One characteristic of modulated communications signals which places constraints on the efficient use of frequency spectrum is the presence of what is known as sideband energy. Sideband energy is a byproduct of signal modulation and amplification processes. Sideband energy "lies" generally adjacent to the frequency band of the desired signal undergoing modulation and results in the creation of unwanted interference on adjacent frequencies.
One technique known in the art of digital signal communications to reduce the amount of excess sideband energy generated during modulation of a digital signal is to filter the digital signal before modulating it. By smoothing the transitions between digital high and low levels, less interfering RF energy is generated at frequencies adjacent to the desired modulated frequency signal band. Consequently, this technique allows communications channels to be placed closer together with less cross-channel interference, thereby allowing more efficient utilization of a limited frequency spectrum and increased performance of radio traffic on adjacent channels. Additionally, smoothing the digital signal transitions before modulation reduces the need for post-modulation analog filtering at RF frequencies, which is otherwise comparatively delicate and expensive.

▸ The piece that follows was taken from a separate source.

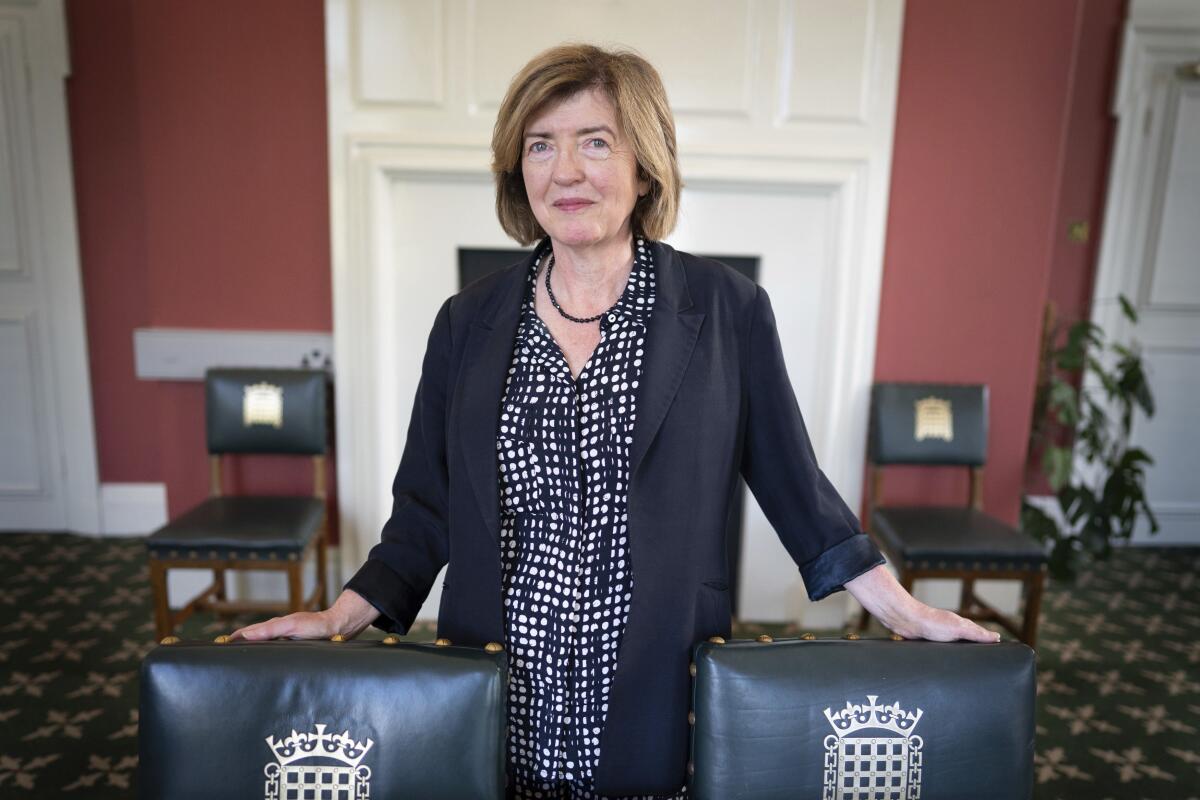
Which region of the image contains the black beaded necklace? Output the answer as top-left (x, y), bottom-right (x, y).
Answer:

While smoothing a digital waveform before modulation is an effective technique for increasing radio performance, prior art methods of implementing such techniques have suffered several limitations. Analog filtering methods require additional space on a circuit board, are typically less precise and flexible, and may even require amplifier components, further adding to circuit size and cost. One prior art digital technique of shaping a binary signal waveform is to apply the signal to a digital filter. Conventional digital filtering has the advantages of added precision and flexibility, compared to analog methods, and may be integrated into multifunctional ICs to eliminate the need for additional board space. However, the multipliers, adders, and memory components commonly required by a digital filter implementation necessitate use of a significant number of logic gates to implement, thereby adding complexity to IC design and increased circuit power consumption.
Accordingly, it is an object of this invention to provide an apparatus for the shaping of binary waveforms which can be implemented simply, inexpensively, and with minimal increase in power consumption. Rather than fully implementing a digital filter to process the binary input signal, the present invention stores a predetermined sequence of values, which are output consecutively, either forwards or backwards, in accordance with the state of the binary input signal. By storing only samples corresponding to a transition between binary states, the complexity and memory requirements of the resulting circuit are greatly reduced.
It is another object of this invention for the predetermined sequence of values to correspond to samples of a filtered binary state transition, such that the output of the apparatus is equivalent to the binary input signal after processing by a specifically designed filter, such as a raised cosine or Gaussian filter, while requiring less complexity than other methods of implementing filter designs.
Yet another object of this invention is the inclusion of an enable input, such that the apparatus may be alternatively enabled or disabled, such that when the enable input is placed in the disabled state, the apparatus outputs a fixed predetermined value.
These and other objects of the present invention will become apparent in view of the present specification and drawings.